Does Odey Asset Management Hold the Keys to This Deal? The value fund manager has been the biggest buyer of Plus500 stock in recent days. Since Plus500 announced that it has frozen some UK client accounts due to compliance reasons, Odey’s James Hanbury, who manages the Odey Absolute Return and Allegra Developed Markets fund, has been an active buyer in the shares. The buying has led Hanbury to increase his holdings to 20% of shares compared to below 12% prior to the May 18th stock price plunge.
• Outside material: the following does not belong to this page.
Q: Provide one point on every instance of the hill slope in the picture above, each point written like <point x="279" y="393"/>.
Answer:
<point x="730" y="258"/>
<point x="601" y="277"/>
At Odey, Hanbury has developed a reputation as a rising star in the UK managed fund space. Since its launch in 2009, his Odey Absolute Return fund has averaged over an 18% annual return, putting it in the top levels of Morningstar 3 and 5 year tables for similar funds. The success led the Absolute Return fund to become closed to new investors, with the Allegra Developed Markets fund launched in 2013 to meet demand for Hanbury’s management performance. As the top holding in both the Absolute Return and Allegra Emerging Markets funds, Plus500’s recent share decline has been a drag on Hanbury’s recent performance. Therefore, holding 20% of the broker’s shares, Odey is in position to potentially push for better terms from Playtech, canvass bids from other brokers, or block an acquisition outright.

Plus500 ownership

With Plus500 management holding 35.64% of shares as of March 16th, 2015 (based on data from their 2014 annual report), Odey would need to convince over 68% of the remaining shareholders to vote against a deal.

Losers? Prior to today’s news, there have been some whispers that other UK brokers were responsible for reporting Plus500 to the FCA in regards to their lax compliance program for AML and KYC requirements. Marketing themselves as a CFD broker, Plus500 has positioned themselves as a direct competitor to IG Markets and CMC Markets in the UK. Therefore, while those two names may not have had anything to do with Plsu500’s problems with the FCA, they probably weren’t complaining about seeing a competitor lose market share in their home UK market.

However, with Playtech swallowing up Plus500, IG and company now have a larger competitor to handle in the UK. With their existing network in the UK gaming world, Playtech could use those connections to market their new forex and CFD offerings in the country. Therefore, while the immediate value and synergy may not be on the table, one has to believe that IG is also reviewing whether to make an attempt to purchase Plus500 as a defensive move to block a much larger competitor. Unlike CMC which has IPO aspirations, IG is already public, which provides it the currency to make an offer.